Andy Armstrong andy at hexten.net
Fri Jun 30 11:19:52 BST 2006


On 30 Jun 2006, at 10:52, ti at lemonia.org wrote:
> This was the case I referred to in passing as "refer to abstract  
> numeric
> keys instead". That may not be the correct term. In fact, although I'm
> convinced of the value of using numeric/serial primary keys for almost
> every table, I'm unclear what, if any, level of normalisation that
> corresponds to.

 From a programmer's perspective normalisation is pretty much the  
process of squeezing out any redundancy. Each datum should appear  
just once in the database - so 'Alanis Morissette' should appear only  
once in the database (and ideally shouldn't be audible at all...)

Wherever you refer to Alanis you should instead refer to her primary  
key. So using keys is central to normalisation but doesn't  
automatically imply or ensure normalisation.

Bear in mind though that it's about eliminating semantic redundancy  
rather than textual redundancy.
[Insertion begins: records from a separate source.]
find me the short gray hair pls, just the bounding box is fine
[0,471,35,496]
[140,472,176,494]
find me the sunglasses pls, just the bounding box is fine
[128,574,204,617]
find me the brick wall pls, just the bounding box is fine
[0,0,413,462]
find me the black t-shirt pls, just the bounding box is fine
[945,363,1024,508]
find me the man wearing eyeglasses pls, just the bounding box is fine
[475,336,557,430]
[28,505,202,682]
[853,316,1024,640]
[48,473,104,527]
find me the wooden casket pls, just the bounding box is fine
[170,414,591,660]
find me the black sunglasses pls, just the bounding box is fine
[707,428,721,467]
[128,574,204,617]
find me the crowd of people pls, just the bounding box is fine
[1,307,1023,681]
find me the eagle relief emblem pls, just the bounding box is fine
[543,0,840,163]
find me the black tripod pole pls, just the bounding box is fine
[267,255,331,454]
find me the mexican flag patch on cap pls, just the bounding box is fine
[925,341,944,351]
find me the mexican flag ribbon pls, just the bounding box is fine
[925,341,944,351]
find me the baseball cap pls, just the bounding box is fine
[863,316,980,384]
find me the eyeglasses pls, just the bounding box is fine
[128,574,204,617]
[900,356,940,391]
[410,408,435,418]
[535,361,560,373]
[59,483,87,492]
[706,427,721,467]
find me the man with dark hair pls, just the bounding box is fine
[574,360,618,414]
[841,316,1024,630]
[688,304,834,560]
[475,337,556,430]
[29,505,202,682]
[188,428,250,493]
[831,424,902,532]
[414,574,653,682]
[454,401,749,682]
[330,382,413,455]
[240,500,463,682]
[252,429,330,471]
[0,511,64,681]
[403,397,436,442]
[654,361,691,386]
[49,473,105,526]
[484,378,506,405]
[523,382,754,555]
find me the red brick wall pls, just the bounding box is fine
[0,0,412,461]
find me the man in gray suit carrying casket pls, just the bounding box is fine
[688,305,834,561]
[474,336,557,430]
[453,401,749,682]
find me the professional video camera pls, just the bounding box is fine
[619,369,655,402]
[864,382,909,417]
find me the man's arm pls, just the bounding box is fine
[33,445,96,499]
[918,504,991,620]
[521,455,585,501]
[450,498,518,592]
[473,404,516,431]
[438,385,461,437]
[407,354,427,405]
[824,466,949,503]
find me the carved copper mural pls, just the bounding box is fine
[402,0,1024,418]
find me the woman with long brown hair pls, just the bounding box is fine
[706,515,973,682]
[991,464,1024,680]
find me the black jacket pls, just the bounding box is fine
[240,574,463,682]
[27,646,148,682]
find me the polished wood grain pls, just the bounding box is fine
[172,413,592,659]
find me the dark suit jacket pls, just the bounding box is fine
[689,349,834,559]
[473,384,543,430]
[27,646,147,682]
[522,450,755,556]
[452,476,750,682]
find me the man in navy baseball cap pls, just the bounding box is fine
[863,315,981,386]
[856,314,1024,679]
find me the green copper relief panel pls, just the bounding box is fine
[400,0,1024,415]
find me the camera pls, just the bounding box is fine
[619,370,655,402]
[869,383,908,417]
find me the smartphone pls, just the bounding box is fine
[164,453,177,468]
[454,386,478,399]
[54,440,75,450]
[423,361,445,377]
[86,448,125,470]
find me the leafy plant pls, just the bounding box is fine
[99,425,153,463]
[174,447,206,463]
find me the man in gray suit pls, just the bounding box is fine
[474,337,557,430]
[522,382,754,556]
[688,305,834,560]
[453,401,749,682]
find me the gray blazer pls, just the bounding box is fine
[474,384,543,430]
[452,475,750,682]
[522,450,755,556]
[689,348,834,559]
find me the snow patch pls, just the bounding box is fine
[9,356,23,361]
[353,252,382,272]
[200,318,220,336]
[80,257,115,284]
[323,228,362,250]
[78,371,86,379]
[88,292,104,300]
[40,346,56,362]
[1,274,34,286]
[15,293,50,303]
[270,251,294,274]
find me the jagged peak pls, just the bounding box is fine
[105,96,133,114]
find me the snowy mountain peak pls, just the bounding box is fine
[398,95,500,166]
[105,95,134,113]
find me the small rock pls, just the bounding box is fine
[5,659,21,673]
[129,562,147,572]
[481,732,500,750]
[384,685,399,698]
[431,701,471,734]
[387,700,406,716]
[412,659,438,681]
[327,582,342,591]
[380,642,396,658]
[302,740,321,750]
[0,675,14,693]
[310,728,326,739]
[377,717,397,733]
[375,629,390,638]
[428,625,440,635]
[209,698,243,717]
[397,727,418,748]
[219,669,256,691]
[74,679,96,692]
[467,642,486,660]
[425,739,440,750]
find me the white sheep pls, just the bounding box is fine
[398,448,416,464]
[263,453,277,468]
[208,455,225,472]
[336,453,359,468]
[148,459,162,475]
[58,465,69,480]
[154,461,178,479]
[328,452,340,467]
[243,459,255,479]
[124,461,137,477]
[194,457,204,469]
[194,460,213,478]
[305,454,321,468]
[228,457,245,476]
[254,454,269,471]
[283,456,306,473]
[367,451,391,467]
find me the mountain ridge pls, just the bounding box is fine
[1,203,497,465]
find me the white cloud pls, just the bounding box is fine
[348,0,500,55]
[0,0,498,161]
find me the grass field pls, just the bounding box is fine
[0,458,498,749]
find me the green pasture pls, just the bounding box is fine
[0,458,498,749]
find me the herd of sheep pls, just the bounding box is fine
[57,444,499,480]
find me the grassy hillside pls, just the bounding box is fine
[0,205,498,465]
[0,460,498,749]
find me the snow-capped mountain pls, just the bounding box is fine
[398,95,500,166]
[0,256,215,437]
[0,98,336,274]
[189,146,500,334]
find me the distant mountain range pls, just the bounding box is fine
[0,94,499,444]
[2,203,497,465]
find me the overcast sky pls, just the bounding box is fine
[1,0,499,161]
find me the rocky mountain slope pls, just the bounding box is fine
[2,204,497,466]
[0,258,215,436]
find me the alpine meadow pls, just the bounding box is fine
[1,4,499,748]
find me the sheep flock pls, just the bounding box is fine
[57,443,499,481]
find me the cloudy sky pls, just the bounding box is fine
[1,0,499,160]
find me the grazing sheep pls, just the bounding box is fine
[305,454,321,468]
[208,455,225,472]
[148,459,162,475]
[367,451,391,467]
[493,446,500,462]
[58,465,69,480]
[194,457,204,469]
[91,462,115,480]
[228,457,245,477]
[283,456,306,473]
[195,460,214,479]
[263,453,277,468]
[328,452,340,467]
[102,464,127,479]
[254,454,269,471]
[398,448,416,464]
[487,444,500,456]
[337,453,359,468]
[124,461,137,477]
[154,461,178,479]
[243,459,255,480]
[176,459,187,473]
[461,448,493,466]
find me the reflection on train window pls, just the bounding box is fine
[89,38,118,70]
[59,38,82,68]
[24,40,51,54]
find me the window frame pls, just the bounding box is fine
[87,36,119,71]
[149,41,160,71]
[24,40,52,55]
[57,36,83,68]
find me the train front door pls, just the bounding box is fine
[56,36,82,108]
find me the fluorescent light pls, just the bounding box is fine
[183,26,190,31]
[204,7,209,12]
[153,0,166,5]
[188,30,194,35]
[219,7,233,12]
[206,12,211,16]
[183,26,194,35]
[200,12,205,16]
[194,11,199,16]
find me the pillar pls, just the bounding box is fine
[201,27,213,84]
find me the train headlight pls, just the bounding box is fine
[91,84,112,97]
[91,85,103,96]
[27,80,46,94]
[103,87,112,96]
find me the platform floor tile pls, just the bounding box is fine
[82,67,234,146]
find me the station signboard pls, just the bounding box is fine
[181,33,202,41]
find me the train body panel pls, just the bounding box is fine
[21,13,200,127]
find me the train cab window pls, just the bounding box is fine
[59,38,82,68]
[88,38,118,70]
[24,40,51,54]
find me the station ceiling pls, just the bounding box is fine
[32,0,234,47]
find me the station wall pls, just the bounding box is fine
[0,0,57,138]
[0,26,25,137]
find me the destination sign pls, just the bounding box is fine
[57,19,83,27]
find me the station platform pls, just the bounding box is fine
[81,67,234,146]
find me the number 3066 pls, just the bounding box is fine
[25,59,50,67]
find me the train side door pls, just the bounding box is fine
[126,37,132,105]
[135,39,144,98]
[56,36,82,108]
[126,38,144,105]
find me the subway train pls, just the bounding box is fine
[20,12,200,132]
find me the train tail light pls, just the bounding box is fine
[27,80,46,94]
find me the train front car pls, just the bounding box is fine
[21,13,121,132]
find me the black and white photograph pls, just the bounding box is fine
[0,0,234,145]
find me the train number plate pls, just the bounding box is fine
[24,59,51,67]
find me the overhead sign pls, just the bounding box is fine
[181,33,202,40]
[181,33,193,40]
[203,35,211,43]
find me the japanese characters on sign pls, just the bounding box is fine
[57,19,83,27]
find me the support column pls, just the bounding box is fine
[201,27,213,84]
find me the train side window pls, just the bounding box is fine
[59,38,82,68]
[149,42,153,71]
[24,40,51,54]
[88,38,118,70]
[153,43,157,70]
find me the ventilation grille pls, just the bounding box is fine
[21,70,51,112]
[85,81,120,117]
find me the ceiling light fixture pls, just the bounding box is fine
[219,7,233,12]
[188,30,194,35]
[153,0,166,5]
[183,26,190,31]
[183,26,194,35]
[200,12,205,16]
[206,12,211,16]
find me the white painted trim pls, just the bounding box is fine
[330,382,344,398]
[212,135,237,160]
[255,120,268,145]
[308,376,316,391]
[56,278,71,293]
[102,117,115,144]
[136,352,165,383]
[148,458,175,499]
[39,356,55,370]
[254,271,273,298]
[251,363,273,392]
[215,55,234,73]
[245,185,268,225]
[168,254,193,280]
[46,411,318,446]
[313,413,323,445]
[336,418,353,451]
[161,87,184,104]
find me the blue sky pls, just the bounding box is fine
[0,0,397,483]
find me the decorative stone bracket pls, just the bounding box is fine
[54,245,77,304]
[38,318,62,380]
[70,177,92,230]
So let's say that in addition to your  
lists of artists you run a forum from the same database and one of  
your forum users chooses the alias 'Alanis Morissette'. That's  
semantically different from the artist known as 'Alanis Morissette'  
and there should be no connection between the two.

Good practice is generally to develop a completely normalised schema  
and then, if necessary, de-normalise to improve performance or  
satisfy some other operation requirement.